# What do you think about this price?



## Fanatic (Jan 19, 2015)

My customer has a $15 budget per shirt with 125 shirts. 
If I can make him happy on his first order, he will have much more business to follow. 

2 color front charge him $4.25 (my competition is at $5)
1 color vinyl letter on back charge him $1.00 each (noting this as a "special price" for various reasons).

No other fees or markups. He is supplying the shirts. 

I am located in the Midwest 

Sound reasonable? Over? Under? 

I have calculated my cost of supplies at about $1.65 per shirt.


----------



## 2020 PrintWorks (Apr 22, 2011)

Seems like you'd be taking a loss on the vinyl but if the numbers work out then I don't see a problem. Just keep in mind if you start out at the your very bottom price they may come back next time trying to get you even lower.


----------



## Fanatic (Jan 19, 2015)

Yes, I am aware that it is going to be very close on vinyl profit... it's more of a favor and yes, I know what happens... others want the same favor. 

Thank you !


----------



## poezoe (Jul 10, 2012)

Just remember, everyone promises future work. Raise your prices, take a decent profit, do a good job, and they will come back

Poe


----------



## ABM (Mar 15, 2015)

Your supplies cost is @ $1.65 but what is the labor cost to print the 125 shirts?


----------



## Viper Graphics (Mar 28, 2009)

Fanatic said:


> My customer has a $15 budget per shirt with 125 shirts.


I'd be selling him a $15.00 shirt......)
I used to give deals like that when I started....lessons learned. I give discounts and specials to returning customers....not because I'm honored to get someone's business and being told more to come. Bring me the more and we talk.
You start cheap you will find it very hard to raise your price....
good luck.


----------



## hextex (Jul 20, 2008)

Had a guy last year tell me if I done his travel team jersey for cheaper he would would make sure I got the entire league this year. (He is also a league director). I had done several sets for him in the past and so I felt like we had a good relationship. I lowered the price a small amount. At the start of this season I emailed and called him and of course I have not heard a peep from him.


----------



## binki (Jul 16, 2006)

You forgot to add in the profit on the shirts. When a customer supplies us shirts we still charge the spiff we would have made with them. 

You also need to work out who pays for spoiled shirts.


----------



## SunEmbroidery (Oct 18, 2007)

I have found that those who ask for a low price in exchange for future work don't return. They just want a cheap price. That type of customer isn't worth having. What condition will the shirts be in? Totally wrinkled? Stained seconds? These customers devalue the industry by expecting us to work harder for the promise of future work. I would spend your time marketing for better customers.


----------



## francisdesigner (Mar 20, 2015)

2-color front @ $4.25 each for total of 125 shirts.... very good to me (screen printed).

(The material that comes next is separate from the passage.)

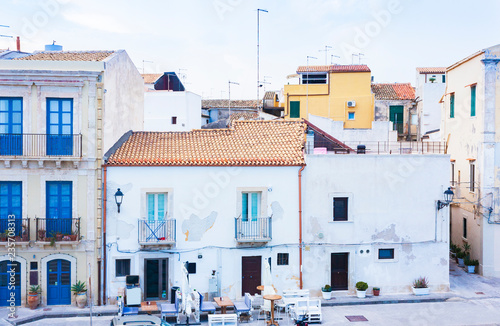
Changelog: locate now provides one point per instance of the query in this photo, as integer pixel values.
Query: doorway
(251, 268)
(156, 279)
(339, 271)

..but then $1.00 for a vinyl letter on back??? not very good honestly....cutting time, weeding time, pressing time, electricity, your time.... wow! that's a lot of loss right there. you under valued your services right there, buddy.

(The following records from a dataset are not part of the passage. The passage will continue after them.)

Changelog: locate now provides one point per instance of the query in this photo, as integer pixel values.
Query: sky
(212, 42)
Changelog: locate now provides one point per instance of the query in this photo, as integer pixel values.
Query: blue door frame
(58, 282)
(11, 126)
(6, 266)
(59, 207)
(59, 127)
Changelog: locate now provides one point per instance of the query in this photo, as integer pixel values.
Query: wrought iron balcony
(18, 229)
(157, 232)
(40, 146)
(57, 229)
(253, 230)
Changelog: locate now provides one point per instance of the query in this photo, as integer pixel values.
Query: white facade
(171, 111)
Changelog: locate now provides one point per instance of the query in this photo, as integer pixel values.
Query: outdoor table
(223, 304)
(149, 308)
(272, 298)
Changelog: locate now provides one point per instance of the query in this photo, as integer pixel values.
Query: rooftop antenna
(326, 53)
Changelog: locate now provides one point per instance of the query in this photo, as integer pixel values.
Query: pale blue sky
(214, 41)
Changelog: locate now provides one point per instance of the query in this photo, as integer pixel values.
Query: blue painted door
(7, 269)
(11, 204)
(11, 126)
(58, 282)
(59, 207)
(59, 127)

oh, for sure, he will bring more business to you... but watch out, he will ask you for more lower price... until it's free.


----------



## Fanatic (Jan 19, 2015)

Well... I ended up well with this order. 
We did a plastisol 2 color front logo and a 1 color plastisol # on the back.
Parents will pay the extra $5.00 if they want a name on the back. 
I charged 5.65 per shirt (note, i DID NOT provide the shirt).
thanks all!


----------



## Fanatic (Jan 19, 2015)

$15, included the price of the shirt and my cost for the print/application. 
I know what he paid for the shirts so I made my price as high as I could to get to the $15. budget. thanks





lmcawards said:


> I'd be selling him a $15.00 shirt......)
> I used to give deals like that when I started....lessons learned. I give discounts and specials to returning customers....not because I'm honored to get someone's business and being told more to come. Bring me the more and we talk.
> You start cheap you will find it very hard to raise your price....
> good luck.


----------



## Viper Graphics (Mar 28, 2009)

Fanatic said:


> $15, included the price of the shirt and my cost for the print/application.
> I know what he paid for the shirts so I made my price as high as I could to get to the $15. budget. thanks


You did good, sounds like he paid upwards of 8-9 bucks a shirt? Use that info to your advantage and let him know you can beat that by a buck or two and make even more money if you get repeat from them.
good job!


----------